The hike itself is about 6 miles round-trip and will take about five hours. Wire Pass Trailhead—about 40 miles east from Kanab, which you took to access Buckskin Gulch—is also the most recommended access point for Coyote Buttes North.

While it can be difficult to get a permit for Coyote Buttes North, there is also Coyote Buttes South. Entrance to these beautiful rock formations and coves is also limited to 20 people per day and has an online lottery and walk-in drawing held at the same visitor center in Kanab. However, permits to Coyote Buttes South are generally easier to obtain. Both are remote wilderness areas and, to reach trailheads, vehicles with high-clearance 2WD or 4WD are strongly recommended.
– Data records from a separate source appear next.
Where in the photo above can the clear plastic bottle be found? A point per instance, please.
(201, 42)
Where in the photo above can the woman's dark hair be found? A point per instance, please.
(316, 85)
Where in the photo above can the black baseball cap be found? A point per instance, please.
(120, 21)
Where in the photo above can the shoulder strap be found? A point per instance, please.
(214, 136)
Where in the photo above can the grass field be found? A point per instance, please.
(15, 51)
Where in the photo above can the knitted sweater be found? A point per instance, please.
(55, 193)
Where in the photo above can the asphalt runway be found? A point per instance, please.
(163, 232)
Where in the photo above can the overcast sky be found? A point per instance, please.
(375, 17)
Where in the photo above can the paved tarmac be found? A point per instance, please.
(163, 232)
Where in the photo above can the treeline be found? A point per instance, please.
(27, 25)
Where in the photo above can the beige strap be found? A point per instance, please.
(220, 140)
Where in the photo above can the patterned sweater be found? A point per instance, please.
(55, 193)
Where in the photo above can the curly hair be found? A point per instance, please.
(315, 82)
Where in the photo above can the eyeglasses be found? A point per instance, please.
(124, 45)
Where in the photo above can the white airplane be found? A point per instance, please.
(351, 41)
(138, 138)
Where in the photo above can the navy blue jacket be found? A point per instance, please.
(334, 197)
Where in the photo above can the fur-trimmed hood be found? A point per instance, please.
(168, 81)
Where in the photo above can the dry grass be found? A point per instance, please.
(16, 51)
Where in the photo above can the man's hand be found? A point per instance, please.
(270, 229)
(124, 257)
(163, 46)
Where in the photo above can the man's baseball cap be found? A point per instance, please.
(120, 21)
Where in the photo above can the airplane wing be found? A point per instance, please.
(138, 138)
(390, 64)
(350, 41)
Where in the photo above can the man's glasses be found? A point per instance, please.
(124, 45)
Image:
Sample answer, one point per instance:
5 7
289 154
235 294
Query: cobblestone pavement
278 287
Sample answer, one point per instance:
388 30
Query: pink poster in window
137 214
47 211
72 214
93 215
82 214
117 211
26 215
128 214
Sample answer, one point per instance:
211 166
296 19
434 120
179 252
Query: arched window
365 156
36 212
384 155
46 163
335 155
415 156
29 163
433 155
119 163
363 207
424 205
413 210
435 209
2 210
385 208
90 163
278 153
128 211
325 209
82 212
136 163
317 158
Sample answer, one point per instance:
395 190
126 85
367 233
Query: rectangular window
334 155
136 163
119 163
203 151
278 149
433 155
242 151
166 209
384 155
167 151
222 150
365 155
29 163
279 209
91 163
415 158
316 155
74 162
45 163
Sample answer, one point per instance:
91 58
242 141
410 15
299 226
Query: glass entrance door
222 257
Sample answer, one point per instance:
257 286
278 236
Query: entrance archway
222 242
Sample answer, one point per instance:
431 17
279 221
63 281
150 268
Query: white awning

Coyote Buttes North to SLC

Heading north on U.S. 89 en route to SLC, you’ll pass through the town of Orderville, about 24 miles away from the trailhead. When you’re driving on a two-lane highway through rural Utah, you probably aren’t expecting to see a German bakery sitting alongside the road. Therefore, you could be surprised to see a large, modern building with a sign that says Forscher German Bakery and Café (110 N. State, Orderville, 435-648-3040, ForscherGermanBakery.com)

Once you get over your initial shock, pull over and venture inside to taste German rolls, breads and pastries. Or enjoy breakfast dishes, sandwiches and German beers. Note that Forscher is generally closed November through March.


Now that your desert journey has ended, we hope you kept a list of the wildlife you may have glimpsed: bighorn sheep, falcon, mice, fish, deer, owl, frogs, lizards, scorpions or rattlesnakes, perhaps? Don’t forget native insects and spiders, as in the black widow, centipede, flies, gnats, ants and, yes, even the tarantula. All of these creatures manage to co-exist upon these delicate lands, a thought worth pondering while trekking a lonely desert trail.